10 – The Wizard of Oz

The yellow brick road lead not just to Oz, but to the Death Star, to Mordor, and every other magical, far off land the movies have shown us. Wizard of Oz has been transporting audience over the rainbow for three quarters of a century and yet never fails to find new fans with every passing generation. This is due to the films imagination and it’s respect for it’s audience. Oz is not afraid to scare the living daylights out of kids, with cackling witches and armies of flying monkeys bent on poor Dorothy’s destruction. Yet with the aid of good friends and the love she carries for her home, Dorothy is able to prevail. Children have been mesmerized by The Wizard of Oz decade after decade, and will be for as long as they watch movies.

9 – The Lord of the Rings

Which one? What do you mean which one? The Lord of the Rings can’t be watched in three parts. The Two Towers is not a sequel, like so many others, that you can just pop in and enjoy on it’s own. Without the context of all three films (best viewed in their extended editions), you would only catch a glimpse at the most immersive world ever put on film. Following the journey of a fellowship in a mythical land and their quest to destroy an evil ring, The Lord of the Rings is a landmark achievement in film history. By filming all three movies at once, director Peter Jackson gives us a consistent world that we believe in without question. Not lost in the spectacle are real, three dimensional characters who overcome great obstacles from the world around them and from within their own hearts by staying true to the bonds of friendship they forge. More than just popcorn entertainment, The Lord of the Rings is a moving, brilliant achievement in movie history.

8 – Annie Hall

Throughout the early 1970s, Woody Allen gave us one sidesplittingly funny film after another. He was the heir to Bob Hope and Groucho Marx. Then in 1977, Allen did something different. By sacrificing some of the jokes and investing in the two lead characters, he gave us the definitive romantic comedy of all time. Annie Hall is a smart, moving, hilarious film chronicling a doomed relationship. Allen and muse Diane Keaton are cinemas greatest screen couple, neurotic and selfish and yet made for each other. Never once falling back on cliches, Annie Hall shows us love as it really is: Messy, painful, totally irrational…and worth every minute of it.

7 – The Empire Strikes Back
Star Wars is, without a doubt, a cultural milestone and deserve to be on this list. But if I’m forced to choose only one film from that saga, it would undoubtedly be the second (or is it the fifth?). Not content to simply rehash the events of his mammoth hit film, George Lucas delivered something deeper and more rewarding.
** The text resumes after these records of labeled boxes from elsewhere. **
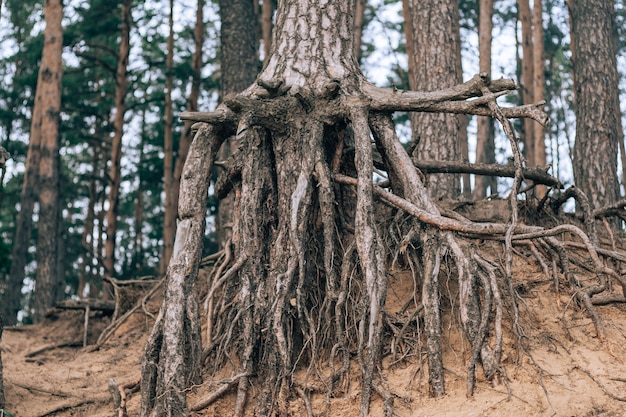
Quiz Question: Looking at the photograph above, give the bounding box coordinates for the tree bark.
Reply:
[103,0,132,292]
[531,0,548,199]
[215,0,258,247]
[472,0,498,200]
[159,0,177,276]
[354,0,367,62]
[170,0,204,272]
[405,0,462,199]
[261,0,274,66]
[33,0,63,322]
[517,0,535,166]
[142,0,544,417]
[570,0,621,209]
[0,313,6,410]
Crafting a modern mythology that has yet to be matched, Lucas reminded us that the heroes journey is not an easy one. More over, rarely has a mainstream wide release had the balls to go so dark, allowing the villains to prevail by the closing credits. As with stories dating back more than a thousand years before it’s release, The Empire Strikes Back is timeless myth making, with heroes we can relate to and lessons to live our lives by.

6 – The Godfather Saga

It’s impossible to choose which is better – the first Godfather or the second. So I won’t. Chronicling the rise and fall of two generations in a mafia family, both of Francis Ford Coppola’s movies (and to a lesser extent his flawed but still very good third film) are less about crime and more about the American Dream. The first film features a career best performance from Marlon Brando as a ruthless mafia don with a fierce sense of honor. Equaling Brando every step of the way are Al Pacino, James Caan, Robert Duvall, and John Cazale as his sons, each equally ruthless but without their fathers ethics. While the second movie doesn’t have the power of Brando, it is equal to, if not superior, to the first film. Intercutting the rise of a young Don Vito, played by Robert DeNiro, with the fall of Pacino’s Don Michael, The Godfather, part II shows the sins of the father revisited upon the son. No movie has better captured the immigrant experience, nor the complexities of family, better than The Godfather films.